These are tumultuous times for those of us invested in improving science through transparency. Last week’s episode featured, on the one hand, a number of high-ranking medical journal editors come forward with a joint proposal on data-sharing standards for their journals. A few days later, an editorial in the New England Journal of Medicine condemned the “aerial view” of data-sharing as a public good, claiming that it would lead to “parasitic” behavior by scientists who re-use the data for their own research, to conduct poor-quality meta-analysis or to check the original researchers’ work. The stronger push for and against opening up scientific practice through data-sharing is also happening in the social sciences. Late last year, hundreds of political scientists opposed a move on the part of top political science journals to adopting new data-sharing policies.

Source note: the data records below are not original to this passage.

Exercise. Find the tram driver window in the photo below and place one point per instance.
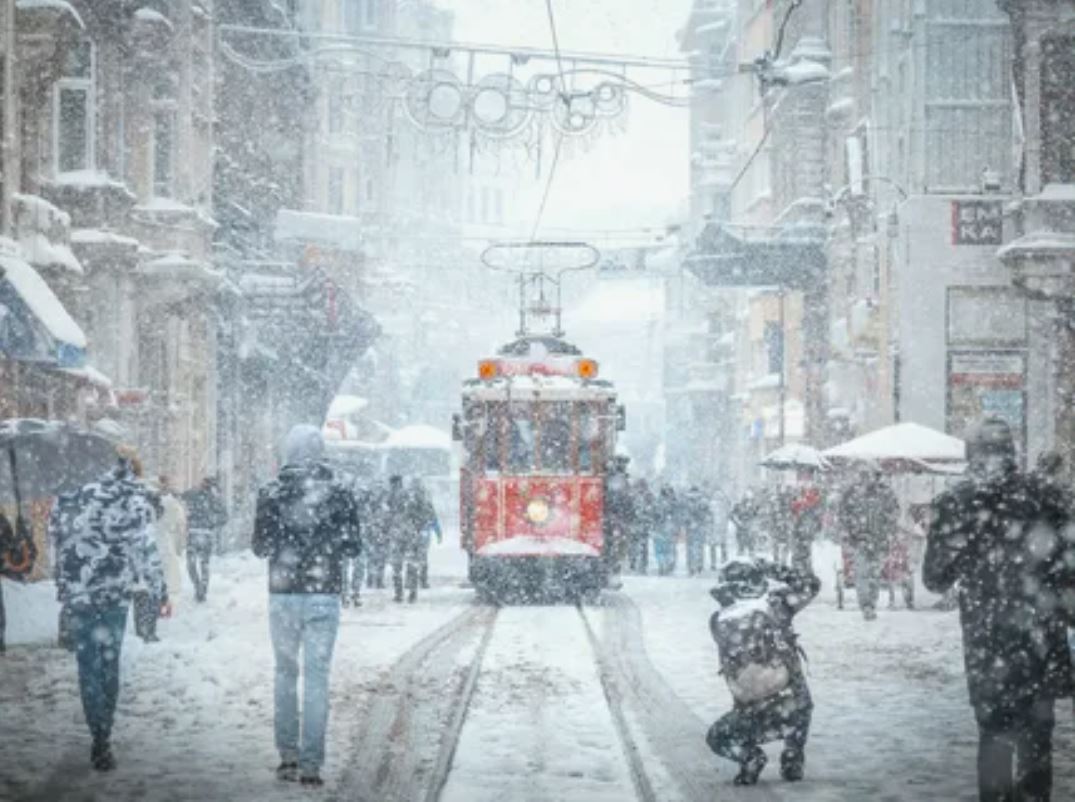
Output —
(556, 455)
(520, 440)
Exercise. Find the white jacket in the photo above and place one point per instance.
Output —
(171, 532)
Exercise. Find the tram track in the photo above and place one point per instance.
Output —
(410, 730)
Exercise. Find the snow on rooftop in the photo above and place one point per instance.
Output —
(42, 301)
(418, 435)
(99, 237)
(335, 230)
(902, 441)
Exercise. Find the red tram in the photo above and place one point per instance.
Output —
(539, 429)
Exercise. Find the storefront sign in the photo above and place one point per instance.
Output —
(977, 223)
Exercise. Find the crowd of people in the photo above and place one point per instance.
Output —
(999, 542)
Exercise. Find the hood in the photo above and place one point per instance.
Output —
(304, 444)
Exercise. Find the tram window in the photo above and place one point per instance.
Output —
(491, 440)
(520, 443)
(589, 438)
(556, 456)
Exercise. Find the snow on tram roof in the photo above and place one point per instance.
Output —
(532, 387)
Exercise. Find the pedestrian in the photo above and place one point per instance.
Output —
(377, 540)
(206, 515)
(1004, 536)
(305, 524)
(354, 568)
(426, 519)
(760, 661)
(102, 553)
(698, 524)
(404, 539)
(618, 519)
(643, 525)
(667, 532)
(17, 555)
(744, 515)
(806, 520)
(717, 540)
(170, 533)
(869, 514)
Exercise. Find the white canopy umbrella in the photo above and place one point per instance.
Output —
(904, 446)
(796, 456)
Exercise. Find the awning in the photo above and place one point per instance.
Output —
(33, 323)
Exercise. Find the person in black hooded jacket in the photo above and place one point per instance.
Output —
(306, 524)
(1005, 538)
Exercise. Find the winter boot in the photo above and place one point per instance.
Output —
(750, 768)
(101, 756)
(792, 762)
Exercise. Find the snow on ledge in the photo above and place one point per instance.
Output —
(60, 5)
(42, 301)
(530, 546)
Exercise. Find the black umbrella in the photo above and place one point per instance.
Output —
(44, 458)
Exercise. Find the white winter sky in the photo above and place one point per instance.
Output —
(638, 177)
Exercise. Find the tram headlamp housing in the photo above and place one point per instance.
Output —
(538, 511)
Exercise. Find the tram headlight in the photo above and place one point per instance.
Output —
(538, 511)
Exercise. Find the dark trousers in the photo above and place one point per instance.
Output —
(1015, 752)
(98, 633)
(199, 552)
(739, 734)
(146, 609)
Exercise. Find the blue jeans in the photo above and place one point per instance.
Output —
(307, 621)
(98, 635)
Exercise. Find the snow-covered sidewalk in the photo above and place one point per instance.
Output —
(891, 717)
(195, 715)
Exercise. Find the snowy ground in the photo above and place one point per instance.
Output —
(195, 719)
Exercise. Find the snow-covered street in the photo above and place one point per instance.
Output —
(195, 720)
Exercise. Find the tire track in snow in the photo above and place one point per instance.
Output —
(672, 729)
(404, 721)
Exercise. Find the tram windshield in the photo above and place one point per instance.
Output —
(545, 438)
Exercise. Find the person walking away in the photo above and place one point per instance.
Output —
(305, 525)
(1003, 536)
(378, 538)
(668, 531)
(717, 540)
(618, 519)
(170, 533)
(760, 661)
(206, 515)
(17, 555)
(429, 526)
(102, 553)
(805, 525)
(869, 514)
(744, 515)
(698, 523)
(404, 539)
(643, 526)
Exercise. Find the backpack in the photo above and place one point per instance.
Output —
(754, 648)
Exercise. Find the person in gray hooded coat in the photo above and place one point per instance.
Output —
(306, 523)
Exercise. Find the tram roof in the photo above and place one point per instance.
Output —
(539, 388)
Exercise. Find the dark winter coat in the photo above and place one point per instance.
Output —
(104, 542)
(305, 524)
(1008, 545)
(205, 510)
(869, 515)
(789, 591)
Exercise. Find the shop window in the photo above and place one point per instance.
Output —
(73, 113)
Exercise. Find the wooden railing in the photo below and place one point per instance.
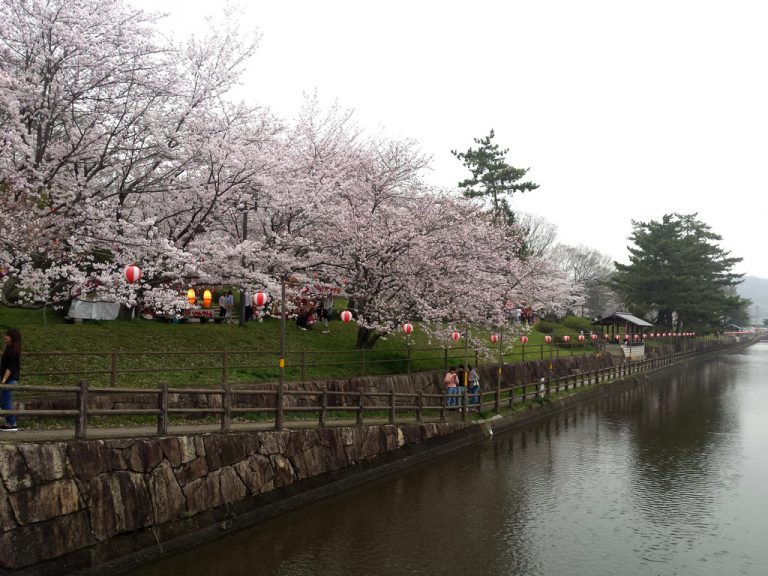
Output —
(391, 407)
(248, 366)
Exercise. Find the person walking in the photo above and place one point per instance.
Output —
(461, 377)
(451, 383)
(10, 368)
(474, 387)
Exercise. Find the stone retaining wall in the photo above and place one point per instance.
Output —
(72, 505)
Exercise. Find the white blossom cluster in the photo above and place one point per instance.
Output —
(119, 148)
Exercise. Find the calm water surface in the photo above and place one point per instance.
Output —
(671, 479)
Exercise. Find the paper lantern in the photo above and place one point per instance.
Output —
(133, 273)
(260, 298)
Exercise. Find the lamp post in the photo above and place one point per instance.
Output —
(241, 321)
(281, 365)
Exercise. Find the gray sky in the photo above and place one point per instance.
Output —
(621, 110)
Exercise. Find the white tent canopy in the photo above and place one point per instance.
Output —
(86, 309)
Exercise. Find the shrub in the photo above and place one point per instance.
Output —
(546, 327)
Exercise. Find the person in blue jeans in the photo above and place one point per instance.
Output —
(10, 368)
(474, 387)
(451, 383)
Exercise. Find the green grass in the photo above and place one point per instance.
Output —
(194, 355)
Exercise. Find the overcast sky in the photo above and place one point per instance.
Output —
(621, 110)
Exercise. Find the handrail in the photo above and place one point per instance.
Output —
(362, 402)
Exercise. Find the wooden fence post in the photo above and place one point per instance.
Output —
(360, 408)
(419, 406)
(410, 359)
(162, 404)
(82, 407)
(226, 417)
(443, 404)
(113, 370)
(323, 408)
(279, 415)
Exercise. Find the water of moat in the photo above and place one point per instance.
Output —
(667, 479)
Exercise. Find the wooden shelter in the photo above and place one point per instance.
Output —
(625, 335)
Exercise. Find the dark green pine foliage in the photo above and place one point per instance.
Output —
(492, 178)
(678, 272)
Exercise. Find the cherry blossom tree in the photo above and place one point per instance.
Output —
(123, 148)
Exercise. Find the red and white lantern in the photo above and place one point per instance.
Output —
(133, 273)
(260, 298)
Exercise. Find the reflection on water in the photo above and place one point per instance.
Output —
(665, 479)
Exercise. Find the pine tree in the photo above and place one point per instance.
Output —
(679, 273)
(492, 177)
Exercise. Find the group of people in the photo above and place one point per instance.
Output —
(310, 313)
(457, 381)
(10, 367)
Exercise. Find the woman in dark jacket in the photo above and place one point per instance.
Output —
(10, 367)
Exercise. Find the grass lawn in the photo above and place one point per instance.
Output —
(145, 352)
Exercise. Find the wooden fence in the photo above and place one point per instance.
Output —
(391, 407)
(221, 366)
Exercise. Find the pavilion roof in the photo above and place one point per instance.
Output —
(622, 318)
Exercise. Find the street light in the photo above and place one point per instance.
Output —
(244, 209)
(281, 364)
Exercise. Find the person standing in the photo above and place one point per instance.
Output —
(10, 368)
(474, 387)
(451, 383)
(461, 377)
(229, 304)
(222, 307)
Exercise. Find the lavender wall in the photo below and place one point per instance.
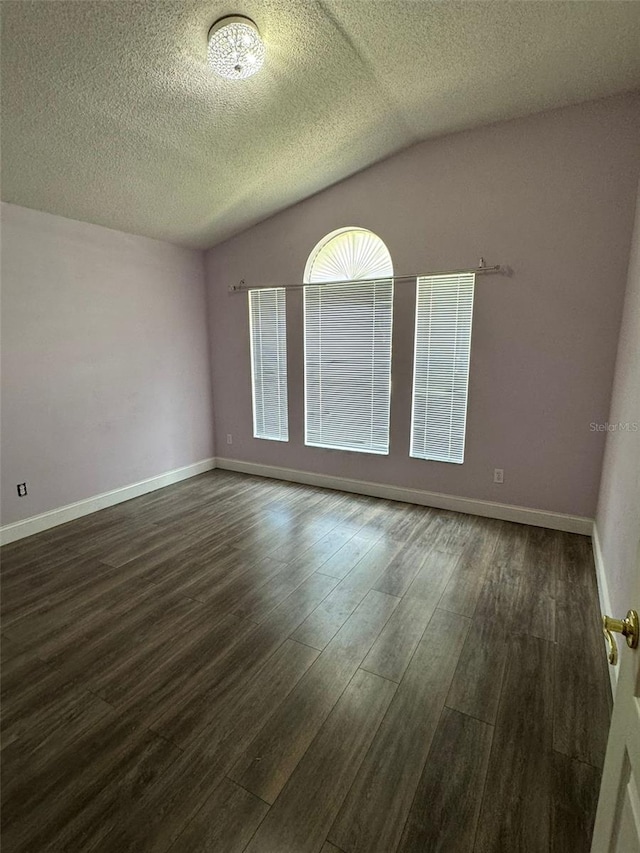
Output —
(618, 515)
(551, 195)
(105, 375)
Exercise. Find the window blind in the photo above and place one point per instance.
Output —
(444, 310)
(268, 336)
(347, 334)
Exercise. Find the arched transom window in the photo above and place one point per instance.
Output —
(348, 310)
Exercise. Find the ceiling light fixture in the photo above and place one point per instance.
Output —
(236, 50)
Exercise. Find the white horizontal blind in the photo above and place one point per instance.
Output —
(268, 335)
(347, 333)
(444, 311)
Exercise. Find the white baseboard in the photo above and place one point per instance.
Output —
(603, 595)
(38, 523)
(487, 509)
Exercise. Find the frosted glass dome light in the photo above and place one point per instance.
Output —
(236, 50)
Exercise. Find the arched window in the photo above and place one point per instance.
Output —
(348, 309)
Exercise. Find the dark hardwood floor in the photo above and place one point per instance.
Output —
(235, 664)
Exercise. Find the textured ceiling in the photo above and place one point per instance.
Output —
(111, 115)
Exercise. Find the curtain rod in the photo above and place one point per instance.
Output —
(481, 269)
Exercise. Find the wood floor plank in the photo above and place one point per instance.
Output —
(516, 806)
(477, 683)
(271, 758)
(402, 569)
(445, 809)
(390, 654)
(365, 574)
(166, 807)
(581, 707)
(319, 628)
(79, 793)
(432, 578)
(507, 561)
(9, 649)
(136, 603)
(536, 608)
(576, 787)
(226, 822)
(304, 811)
(344, 560)
(182, 723)
(463, 590)
(373, 815)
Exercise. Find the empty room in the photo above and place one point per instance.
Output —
(320, 426)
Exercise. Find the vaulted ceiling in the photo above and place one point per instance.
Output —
(110, 113)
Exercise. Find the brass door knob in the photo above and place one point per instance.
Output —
(628, 627)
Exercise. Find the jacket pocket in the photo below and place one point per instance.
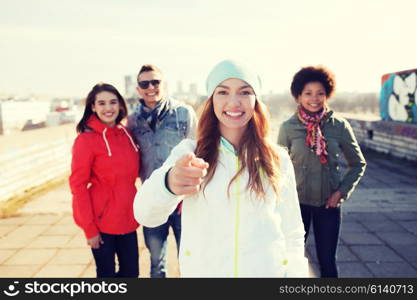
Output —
(300, 179)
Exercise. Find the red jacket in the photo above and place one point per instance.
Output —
(105, 165)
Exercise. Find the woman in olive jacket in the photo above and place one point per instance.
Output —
(315, 138)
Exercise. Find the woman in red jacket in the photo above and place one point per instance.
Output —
(105, 165)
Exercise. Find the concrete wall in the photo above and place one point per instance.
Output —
(394, 138)
(33, 158)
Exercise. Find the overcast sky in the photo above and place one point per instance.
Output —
(62, 48)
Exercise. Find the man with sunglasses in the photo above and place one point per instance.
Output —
(159, 123)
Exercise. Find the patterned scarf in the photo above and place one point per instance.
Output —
(315, 139)
(151, 115)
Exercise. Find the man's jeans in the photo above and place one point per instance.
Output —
(326, 226)
(156, 242)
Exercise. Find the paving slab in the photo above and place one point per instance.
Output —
(353, 270)
(352, 238)
(18, 271)
(408, 252)
(72, 257)
(31, 257)
(392, 269)
(60, 271)
(398, 238)
(50, 241)
(385, 226)
(374, 253)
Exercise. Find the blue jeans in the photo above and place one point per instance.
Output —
(326, 226)
(156, 242)
(125, 247)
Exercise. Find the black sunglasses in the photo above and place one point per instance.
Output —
(144, 84)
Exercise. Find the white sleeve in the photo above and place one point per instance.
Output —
(154, 202)
(292, 223)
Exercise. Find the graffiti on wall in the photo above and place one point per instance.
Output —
(398, 96)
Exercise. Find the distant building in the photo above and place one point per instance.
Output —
(130, 86)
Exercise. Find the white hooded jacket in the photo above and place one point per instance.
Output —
(240, 236)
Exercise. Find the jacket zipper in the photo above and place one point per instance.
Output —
(236, 254)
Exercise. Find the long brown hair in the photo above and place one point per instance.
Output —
(255, 151)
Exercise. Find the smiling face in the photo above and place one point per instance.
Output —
(107, 108)
(234, 105)
(153, 93)
(313, 97)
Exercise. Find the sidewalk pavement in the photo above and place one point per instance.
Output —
(378, 235)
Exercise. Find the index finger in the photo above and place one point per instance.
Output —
(185, 160)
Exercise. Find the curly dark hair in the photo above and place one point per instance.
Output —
(313, 74)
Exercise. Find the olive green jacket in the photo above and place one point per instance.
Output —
(316, 181)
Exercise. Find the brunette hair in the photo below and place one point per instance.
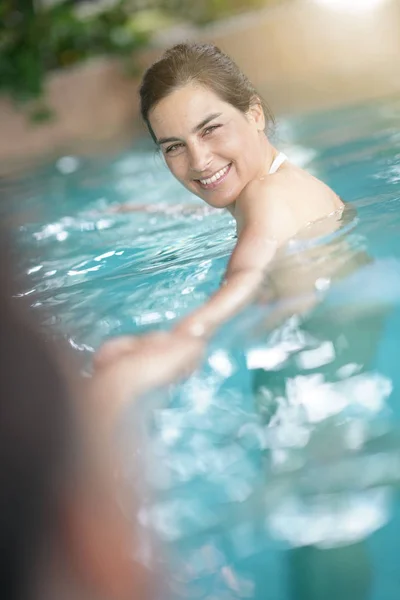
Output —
(204, 64)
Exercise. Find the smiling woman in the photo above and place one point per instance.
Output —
(210, 124)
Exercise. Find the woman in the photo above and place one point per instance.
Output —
(209, 123)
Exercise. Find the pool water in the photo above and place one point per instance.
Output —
(273, 470)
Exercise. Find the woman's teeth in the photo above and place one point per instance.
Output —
(215, 177)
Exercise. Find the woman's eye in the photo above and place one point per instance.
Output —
(173, 149)
(210, 129)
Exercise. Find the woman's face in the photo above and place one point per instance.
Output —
(210, 146)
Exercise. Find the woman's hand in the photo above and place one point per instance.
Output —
(129, 366)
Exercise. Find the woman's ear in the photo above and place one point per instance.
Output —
(256, 113)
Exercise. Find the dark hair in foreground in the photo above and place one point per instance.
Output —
(204, 64)
(35, 442)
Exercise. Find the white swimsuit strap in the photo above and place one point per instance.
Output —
(277, 162)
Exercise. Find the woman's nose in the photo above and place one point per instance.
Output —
(200, 157)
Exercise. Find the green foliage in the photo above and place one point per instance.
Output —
(36, 41)
(202, 12)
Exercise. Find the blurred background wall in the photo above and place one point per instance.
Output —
(302, 55)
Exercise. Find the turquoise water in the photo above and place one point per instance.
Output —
(274, 469)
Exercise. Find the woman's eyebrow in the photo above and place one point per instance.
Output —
(194, 130)
(206, 121)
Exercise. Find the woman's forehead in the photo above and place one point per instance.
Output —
(186, 106)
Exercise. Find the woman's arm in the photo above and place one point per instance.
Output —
(245, 272)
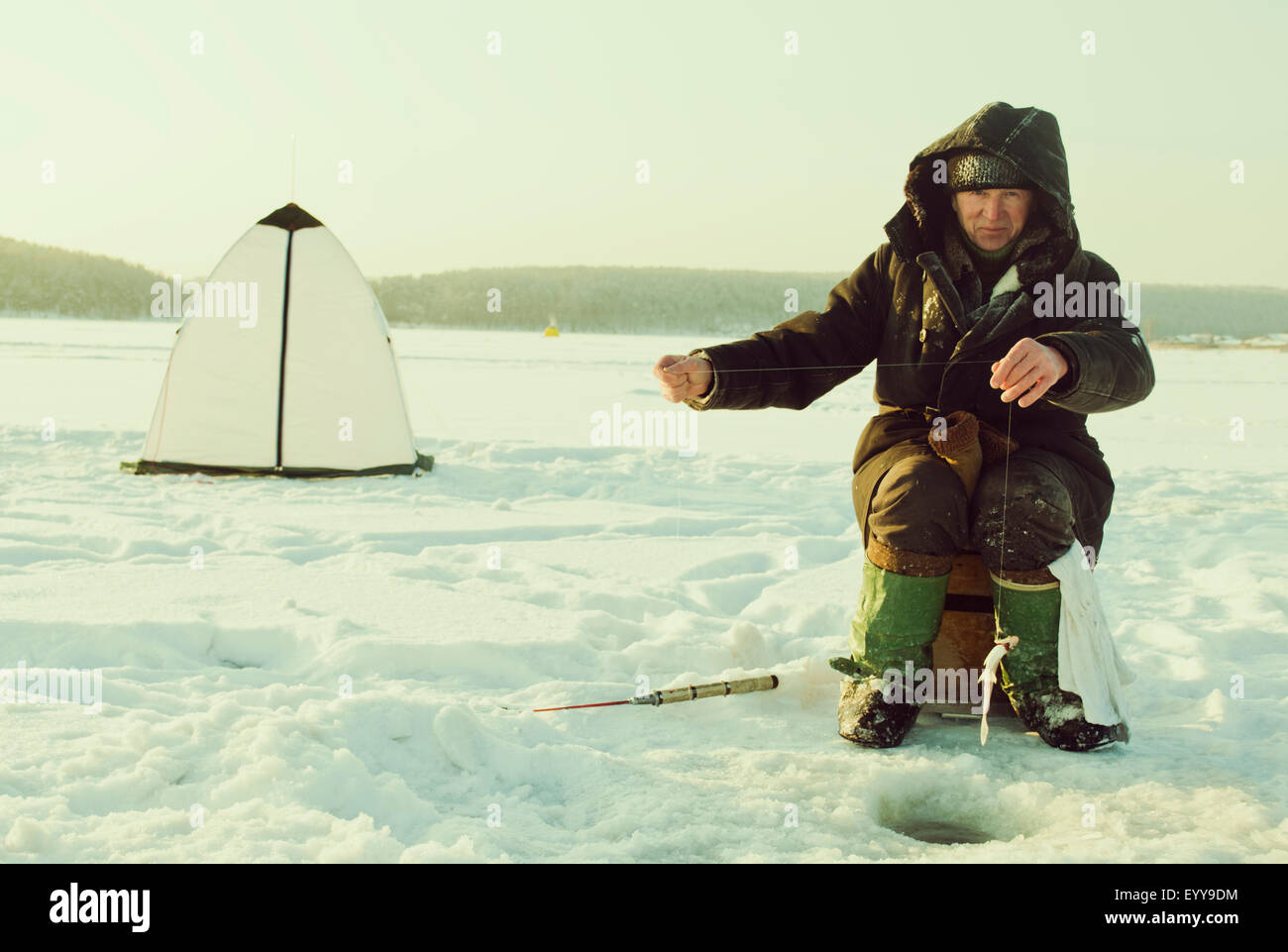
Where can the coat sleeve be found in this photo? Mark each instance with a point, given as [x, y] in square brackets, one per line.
[805, 356]
[1109, 366]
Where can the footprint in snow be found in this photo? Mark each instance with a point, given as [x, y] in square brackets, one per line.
[462, 736]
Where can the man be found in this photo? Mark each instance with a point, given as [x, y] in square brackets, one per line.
[948, 308]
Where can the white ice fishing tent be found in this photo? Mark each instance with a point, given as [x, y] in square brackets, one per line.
[307, 385]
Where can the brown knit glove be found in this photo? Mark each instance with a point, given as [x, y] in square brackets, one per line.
[958, 446]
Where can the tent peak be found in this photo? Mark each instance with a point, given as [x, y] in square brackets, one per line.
[291, 218]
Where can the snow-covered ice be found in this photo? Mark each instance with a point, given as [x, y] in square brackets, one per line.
[532, 569]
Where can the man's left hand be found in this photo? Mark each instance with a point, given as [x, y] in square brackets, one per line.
[1028, 371]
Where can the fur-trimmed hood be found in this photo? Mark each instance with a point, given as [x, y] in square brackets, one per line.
[1026, 137]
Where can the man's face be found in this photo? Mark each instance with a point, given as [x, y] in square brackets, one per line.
[993, 217]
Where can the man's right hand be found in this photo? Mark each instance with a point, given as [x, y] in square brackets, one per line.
[683, 377]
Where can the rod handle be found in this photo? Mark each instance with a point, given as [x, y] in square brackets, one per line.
[715, 689]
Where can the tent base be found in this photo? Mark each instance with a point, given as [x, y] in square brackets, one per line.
[424, 464]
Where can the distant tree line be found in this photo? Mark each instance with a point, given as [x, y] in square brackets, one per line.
[43, 279]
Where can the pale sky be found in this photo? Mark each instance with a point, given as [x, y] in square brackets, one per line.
[758, 159]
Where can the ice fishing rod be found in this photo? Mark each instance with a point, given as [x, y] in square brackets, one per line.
[675, 694]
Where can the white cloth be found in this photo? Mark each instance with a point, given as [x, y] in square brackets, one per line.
[1090, 665]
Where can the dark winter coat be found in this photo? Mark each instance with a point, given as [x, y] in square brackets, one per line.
[915, 307]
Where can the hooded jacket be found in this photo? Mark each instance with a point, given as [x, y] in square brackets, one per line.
[914, 305]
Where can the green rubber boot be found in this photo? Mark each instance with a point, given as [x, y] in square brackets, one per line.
[897, 622]
[1030, 670]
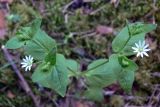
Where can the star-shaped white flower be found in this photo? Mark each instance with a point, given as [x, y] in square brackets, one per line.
[27, 62]
[141, 49]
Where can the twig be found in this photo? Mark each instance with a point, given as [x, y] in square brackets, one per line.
[24, 84]
[66, 6]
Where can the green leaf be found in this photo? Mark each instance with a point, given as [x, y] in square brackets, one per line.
[126, 80]
[40, 46]
[14, 43]
[73, 67]
[51, 56]
[103, 72]
[54, 77]
[130, 35]
[126, 76]
[94, 93]
[27, 33]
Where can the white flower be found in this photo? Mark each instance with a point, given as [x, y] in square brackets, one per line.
[27, 62]
[141, 49]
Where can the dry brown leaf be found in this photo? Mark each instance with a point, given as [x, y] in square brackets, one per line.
[104, 29]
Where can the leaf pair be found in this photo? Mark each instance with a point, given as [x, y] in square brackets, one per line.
[103, 72]
[53, 76]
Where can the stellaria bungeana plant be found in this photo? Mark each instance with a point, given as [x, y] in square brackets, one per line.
[54, 70]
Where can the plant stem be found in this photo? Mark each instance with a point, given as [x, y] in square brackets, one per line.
[96, 66]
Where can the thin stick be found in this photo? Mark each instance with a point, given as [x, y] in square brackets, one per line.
[24, 84]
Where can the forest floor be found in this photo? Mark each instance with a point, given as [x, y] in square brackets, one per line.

Those who worry about data-sharing raise some legitimate points. For instance: how do we ensure participant confidentiality? Who will pay to build and sustain the infrastructure and often considerable effort needed to share the data so that others can interpret and use them? And how will researchers be rewarded for sharing their data, which publications are the coin of the academic realm?
But let’s be clear. As difficult as it is to change norms and incentives in a vast system, we can’t afford not to. We have a created a system which rewards exciting publications, leaving null results in the file drawer and skewing the results. We leave plenty of room to dig for p-values in the data in many fields, leaving a big open question about which papers are reporting statistical noise. We have a poor track record of trying to repeat studies, and when we do, we see a low ability to reproduce results.
How can data-sharing help? To be honest, it very obviously can’t help with all these problems. No amount of data-sharing of published studies will bring the buried studies out of their file drawers, or automatically curtail the failure to account for multiple hypothesis testing. But it can help with some things: it allows others to check results to an extent by running the statistical code on the shared data to check whether they arrive at the same results as in a publication (as we do in our code checks at Innovations for Poverty Action, along with sharing data from studies). It can also help allow for robustness checks to see how fragile the evidence is to minor changes in the way the analysis is conducted. While the debates about the strength of evidence can be difficult, they are essential – we should be debating, when the claims are far from obviously true, as is the case with most of scientific research.
And more than that: data-sharing is a movement in the direction of opening science up. We shouldn’t have to trust someone’s say-so in their published paper. We should see what they did, and how, and be able to delve in deeply to examine their work. Those who want to verify important scientific results are not parasitic. They are recognizing that we are all fallible, that science is difficult, and that the more we can do to improve our evidence, the better off we will all be.